- Born: Hendrikus Cornelius Balink June 10, 1882 Amsterdam, Netherlands
- Died: April 3, 1963 (aged 80) Santa Fe, U.S.
- Education: Carel Dake, Antoon Derkinderen, and Nicolaas van der Waay at the Royal Netherlands Academy of Arts and Sciences

= Henry Balink =

Dutch painter

Henry Balink (June 10, 1882 – April 3, 1963) was a Dutch-born American painter, draughtsman and etcher from Amsterdam, Holland. Born in Amsterdam, he was trained at the Royal Netherlands Academy of Arts and Sciences and immigrated to the United States.

== Early life ==
Balink financed his art education at the age of eleven by ice skating, competing in bike races, and working as a stuntman for a film company.

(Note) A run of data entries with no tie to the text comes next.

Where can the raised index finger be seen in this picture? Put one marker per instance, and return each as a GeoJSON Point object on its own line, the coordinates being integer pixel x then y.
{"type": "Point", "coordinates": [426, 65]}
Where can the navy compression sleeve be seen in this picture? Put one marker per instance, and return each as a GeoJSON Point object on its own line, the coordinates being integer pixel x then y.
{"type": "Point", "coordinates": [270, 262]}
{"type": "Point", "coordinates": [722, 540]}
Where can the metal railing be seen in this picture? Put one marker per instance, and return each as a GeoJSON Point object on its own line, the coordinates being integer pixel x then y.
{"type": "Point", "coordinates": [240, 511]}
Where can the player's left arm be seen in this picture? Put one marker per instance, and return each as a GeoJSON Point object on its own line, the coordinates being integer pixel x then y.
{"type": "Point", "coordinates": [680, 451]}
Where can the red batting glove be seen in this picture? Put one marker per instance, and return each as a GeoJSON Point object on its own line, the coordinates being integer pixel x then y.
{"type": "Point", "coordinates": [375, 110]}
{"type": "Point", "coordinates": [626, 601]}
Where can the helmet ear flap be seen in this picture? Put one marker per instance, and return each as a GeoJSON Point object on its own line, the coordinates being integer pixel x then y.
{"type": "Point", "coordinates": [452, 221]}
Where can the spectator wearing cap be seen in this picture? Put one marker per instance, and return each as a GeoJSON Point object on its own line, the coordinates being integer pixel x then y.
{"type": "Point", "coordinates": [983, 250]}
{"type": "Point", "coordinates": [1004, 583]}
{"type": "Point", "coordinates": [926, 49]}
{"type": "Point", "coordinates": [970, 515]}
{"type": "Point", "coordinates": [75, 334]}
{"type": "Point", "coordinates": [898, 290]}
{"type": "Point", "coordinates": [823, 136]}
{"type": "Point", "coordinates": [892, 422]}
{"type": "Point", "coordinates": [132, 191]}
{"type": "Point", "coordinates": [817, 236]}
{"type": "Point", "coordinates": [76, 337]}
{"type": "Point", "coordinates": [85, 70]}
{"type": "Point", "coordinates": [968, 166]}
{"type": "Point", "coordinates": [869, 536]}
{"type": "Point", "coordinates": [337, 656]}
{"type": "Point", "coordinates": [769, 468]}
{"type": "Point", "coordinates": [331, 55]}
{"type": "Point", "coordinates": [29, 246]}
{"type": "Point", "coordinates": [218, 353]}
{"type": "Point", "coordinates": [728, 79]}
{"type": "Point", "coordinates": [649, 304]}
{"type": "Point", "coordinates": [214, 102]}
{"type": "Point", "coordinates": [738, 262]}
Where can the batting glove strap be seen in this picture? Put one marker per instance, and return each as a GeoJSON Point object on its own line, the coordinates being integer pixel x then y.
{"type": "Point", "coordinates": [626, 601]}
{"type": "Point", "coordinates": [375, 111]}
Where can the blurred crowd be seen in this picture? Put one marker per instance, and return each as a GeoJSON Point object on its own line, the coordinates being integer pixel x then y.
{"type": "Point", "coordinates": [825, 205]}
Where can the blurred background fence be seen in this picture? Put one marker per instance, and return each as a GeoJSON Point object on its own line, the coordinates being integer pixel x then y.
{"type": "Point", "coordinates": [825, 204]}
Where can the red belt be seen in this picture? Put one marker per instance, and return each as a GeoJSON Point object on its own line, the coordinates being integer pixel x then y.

He studied under Carel Dake, Antoon Derkinderen, and Nicolaas van der Waay from 1909 to 1914.

== Biography ==
Balink first came to the United States in 1914 by immigrating to New York, It was during this period he changed his name to Henry Balink.

After briefly staying in New York, Balink traveled to Chicago where he painted murals at Our Lady of Sorrows Basilica and painted portraits.

Balink traveled to Taos, New Mexico, after seeing a poster in 1917. In 1923, he moved to Santa Fe where he built an adobe studio to live and work in.

In 1927, E.W. Marland commissioned Balink to paint portraits of Oklahoma’s Indian chiefs in Ponca City. Balink taught mural painting and applied wood sculpture at the Santa Fe Indian School in the 1930s.

Balink taught George Phippen and Dwight D. Eisenhower painting skills.

Balink’s works are in the collections of the Kansas City Art Institute and the Gilcrease Museum in Tulsa, Oklahoma.